Auser e Gruppo Abele, insieme a Libera, hanno condotto una ricerca su un campione di circa 1000 anziani in 15 regioni. Un approfondimento che fa riflettere sulla vulnerabilità della popolazione over 65 e sui possibili fattori di protezione e prevenzione. Dai numeri, emerge che il 70% del campione ha giocato almeno una volta nell’anno precedente l’indagine.
Dunque, pur assumendo per il loro valore relativo i dati della ricerca condotta con Auser, rimane indubbio l’innalzamento della stima percentuale del gioco d’azzardo a elevata problematicità rispetto alla platea dell’insieme dei giocatori. Tutti gli studi epidemiologici e le rilevazioni di settore (a dire il vero soprattutto in Italia carenti e un po’ datati, perché nella stragrande maggioranza precedono il “boom” della smoderata diffusone del fenomeno) considerano un rischio di dipendenza patologica tra l’1% e il 3% del totale dei giocatori. Dall’indagine, il numero dei giocatori over 65 a elevata problematicità raggiunge circa l’8%.

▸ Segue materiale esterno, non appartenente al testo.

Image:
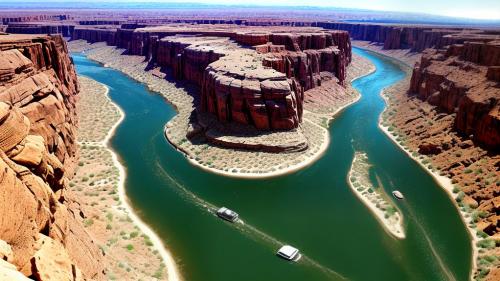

Sommando i giocatori di “media problematicità” si arriva al 16,4%. A questa percentuale, va ancora aggiunto il 14,4% della fascia borderline. Pur prendendo il dato con le “pinze” della prudenza, resta chiaro il suo valore indiziario: più si offre gioco, più si gioca. Più sono i giocatori, più alto il numero di persone potenzialmente a rischio di diventare giocatori problematici.